If that’s conceptually just a downgrade to bare minimum, how is it much better than lynx?

3 comments

At this point an entire generation or two of people have reached adulthood since WorldWideWeb 1.0 and may have some childhood memories of the web around 1998 or 1999 or have heard tales of what the web was once like where people were naïve and put their entire life's story in pre-blog format and got to just figure shit out together in University dorm rooms, computer labs, early startups and IRC.

Some people just want to experience a little bit of what that was like, and Lynx isn't it. That's how I tend to look at projects like Gemini and Gopherspace necromancy.

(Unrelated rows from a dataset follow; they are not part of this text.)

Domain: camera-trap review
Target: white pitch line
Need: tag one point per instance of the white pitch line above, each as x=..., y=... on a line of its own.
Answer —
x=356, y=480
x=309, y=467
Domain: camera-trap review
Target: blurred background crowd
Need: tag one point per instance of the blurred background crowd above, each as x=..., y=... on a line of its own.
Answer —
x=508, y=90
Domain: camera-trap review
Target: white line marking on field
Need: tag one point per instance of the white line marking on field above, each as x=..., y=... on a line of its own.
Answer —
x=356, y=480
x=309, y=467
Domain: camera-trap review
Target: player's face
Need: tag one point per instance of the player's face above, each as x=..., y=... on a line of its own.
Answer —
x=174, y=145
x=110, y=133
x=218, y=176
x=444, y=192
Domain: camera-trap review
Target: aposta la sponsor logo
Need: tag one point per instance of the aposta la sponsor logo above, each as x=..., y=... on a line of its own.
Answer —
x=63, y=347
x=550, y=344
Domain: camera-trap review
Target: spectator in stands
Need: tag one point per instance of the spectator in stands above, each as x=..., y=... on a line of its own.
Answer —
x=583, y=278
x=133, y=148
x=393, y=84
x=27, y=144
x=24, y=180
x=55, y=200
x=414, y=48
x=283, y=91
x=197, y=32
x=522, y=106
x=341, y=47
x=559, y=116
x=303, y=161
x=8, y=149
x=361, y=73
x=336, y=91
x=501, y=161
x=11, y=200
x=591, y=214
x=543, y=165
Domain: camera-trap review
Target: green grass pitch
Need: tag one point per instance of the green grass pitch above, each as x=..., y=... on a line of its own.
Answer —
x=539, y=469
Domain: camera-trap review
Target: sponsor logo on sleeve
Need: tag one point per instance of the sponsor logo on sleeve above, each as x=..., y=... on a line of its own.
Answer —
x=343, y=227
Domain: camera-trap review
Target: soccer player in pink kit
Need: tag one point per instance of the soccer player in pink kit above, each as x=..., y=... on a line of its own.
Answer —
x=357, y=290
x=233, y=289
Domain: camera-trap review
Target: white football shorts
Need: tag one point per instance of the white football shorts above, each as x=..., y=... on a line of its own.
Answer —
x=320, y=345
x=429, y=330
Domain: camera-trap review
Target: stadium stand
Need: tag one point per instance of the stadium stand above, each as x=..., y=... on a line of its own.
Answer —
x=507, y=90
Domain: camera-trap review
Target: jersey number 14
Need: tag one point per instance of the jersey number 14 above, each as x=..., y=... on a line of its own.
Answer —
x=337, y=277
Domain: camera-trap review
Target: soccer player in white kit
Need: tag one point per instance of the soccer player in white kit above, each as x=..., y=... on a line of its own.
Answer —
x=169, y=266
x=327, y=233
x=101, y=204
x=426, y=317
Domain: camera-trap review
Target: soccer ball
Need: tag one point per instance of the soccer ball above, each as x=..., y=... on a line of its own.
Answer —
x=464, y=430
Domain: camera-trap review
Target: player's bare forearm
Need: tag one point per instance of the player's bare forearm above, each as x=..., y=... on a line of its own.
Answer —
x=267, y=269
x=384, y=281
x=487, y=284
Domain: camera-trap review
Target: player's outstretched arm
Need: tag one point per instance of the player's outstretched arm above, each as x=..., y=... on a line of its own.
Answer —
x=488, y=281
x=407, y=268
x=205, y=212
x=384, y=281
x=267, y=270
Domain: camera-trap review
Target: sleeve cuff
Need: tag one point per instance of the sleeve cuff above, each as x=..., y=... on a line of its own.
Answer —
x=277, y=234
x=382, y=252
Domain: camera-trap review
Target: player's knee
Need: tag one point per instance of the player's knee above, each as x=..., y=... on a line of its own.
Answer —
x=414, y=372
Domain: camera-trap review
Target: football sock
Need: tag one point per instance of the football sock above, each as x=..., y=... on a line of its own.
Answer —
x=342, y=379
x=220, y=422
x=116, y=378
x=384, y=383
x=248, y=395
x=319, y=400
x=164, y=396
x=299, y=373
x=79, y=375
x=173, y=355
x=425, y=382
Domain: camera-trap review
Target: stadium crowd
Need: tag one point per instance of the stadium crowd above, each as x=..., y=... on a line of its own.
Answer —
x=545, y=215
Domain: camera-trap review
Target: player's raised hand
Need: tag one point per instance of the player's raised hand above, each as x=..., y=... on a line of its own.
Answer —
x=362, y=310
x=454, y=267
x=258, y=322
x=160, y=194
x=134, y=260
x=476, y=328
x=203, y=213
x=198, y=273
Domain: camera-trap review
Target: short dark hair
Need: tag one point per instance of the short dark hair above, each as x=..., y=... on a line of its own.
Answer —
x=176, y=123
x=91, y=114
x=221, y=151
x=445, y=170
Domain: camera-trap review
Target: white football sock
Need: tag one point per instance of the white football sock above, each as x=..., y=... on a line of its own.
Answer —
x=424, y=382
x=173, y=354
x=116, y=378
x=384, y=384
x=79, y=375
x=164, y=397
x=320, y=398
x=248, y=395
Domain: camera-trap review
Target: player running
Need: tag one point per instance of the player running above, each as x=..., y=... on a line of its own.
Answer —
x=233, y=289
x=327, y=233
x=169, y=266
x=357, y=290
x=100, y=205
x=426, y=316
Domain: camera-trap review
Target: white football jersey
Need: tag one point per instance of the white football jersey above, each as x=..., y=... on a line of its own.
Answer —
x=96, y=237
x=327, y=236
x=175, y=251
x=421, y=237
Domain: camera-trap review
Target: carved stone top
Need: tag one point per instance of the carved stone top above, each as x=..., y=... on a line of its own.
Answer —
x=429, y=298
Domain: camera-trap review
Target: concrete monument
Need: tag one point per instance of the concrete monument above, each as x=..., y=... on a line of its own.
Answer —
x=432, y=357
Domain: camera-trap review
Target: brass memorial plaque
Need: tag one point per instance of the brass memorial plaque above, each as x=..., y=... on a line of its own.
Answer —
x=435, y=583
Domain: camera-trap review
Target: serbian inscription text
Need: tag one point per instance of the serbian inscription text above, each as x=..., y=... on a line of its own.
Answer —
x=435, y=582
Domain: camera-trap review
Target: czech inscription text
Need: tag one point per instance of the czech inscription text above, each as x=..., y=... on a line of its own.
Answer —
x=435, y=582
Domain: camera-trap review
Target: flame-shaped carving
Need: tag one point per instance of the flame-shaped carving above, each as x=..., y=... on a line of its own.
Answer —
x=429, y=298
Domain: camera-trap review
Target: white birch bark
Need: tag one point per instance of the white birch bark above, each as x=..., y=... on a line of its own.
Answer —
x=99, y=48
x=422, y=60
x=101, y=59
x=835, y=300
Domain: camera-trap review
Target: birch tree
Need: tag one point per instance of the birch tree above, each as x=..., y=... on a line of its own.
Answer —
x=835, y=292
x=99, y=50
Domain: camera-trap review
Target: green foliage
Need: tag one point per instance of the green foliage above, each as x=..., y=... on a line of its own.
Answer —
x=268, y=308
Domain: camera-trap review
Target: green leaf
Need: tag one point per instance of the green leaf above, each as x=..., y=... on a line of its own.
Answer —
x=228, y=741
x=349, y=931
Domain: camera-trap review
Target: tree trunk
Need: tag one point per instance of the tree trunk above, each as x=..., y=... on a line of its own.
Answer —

It's something a little bit different, a little bit cool, not subject to Eternal September, and just technical enough to scare all the suits away because the suits already have the web.

If any of these projects have any amount of commercial success, then yes, we likely would see something like what happened with the commercialization of the web happen all over again. In the mean time, it's a place to put stuff that a small niche of likeminded people might discover and read and maybe experience a little bit of that early magic of the early web themselves. You could just have a website and a blog, or you can have a gopherspace and a... uh, glog? Splog? I'll leave that one for someone else to figure out. But more importantly, you can do so without someone trying to run remote code in a client on your machine in a standard language that for some reason, every client in the world thought it was a good idea to incorporate an interpreter for.

> Some people just want to experience a little bit of what that was like, and Lynx isn't it.

I don't know, Lynx dates to 1992. Can't get much older than that with Web software. It has MS-DOS versions and was written by someone who became a founding engineer of Netscape.

https://en.wikipedia.org/wiki/Lou_Montulli

https://en.wikipedia.org/wiki/Lynx_(web_browser)

Lynx can be the same as it ever was, but the web that you can browse with Lynx is a different web than it was in 1992. Good to keep around though. :)
The point (at least for me) is that it will never lift off. Only a few people will ever use it. Good.

Also, as I think they point out in an FAQ, you know that when you go to a Gemini site it will behave in a certain way. When you go to an http site, you don’t know if it will be HTML 1.0 style or if it won’t even render without masses of js. There’s no boundary between simple sites and tracking-filled garbage. In Gemini you know you’re clicking an http link and you accept the risks before doing so; or you can stay in your safe Gemini zone instead.

> I just don’t get what prevents the history to repeat itself if it lifts off.

One of two things:

1. Nothing. They're trying to solve a social problem using technical methods.

2. The current UI ensures it never takes off. It remains a geek preserve, VC-oriented geeks need not apply.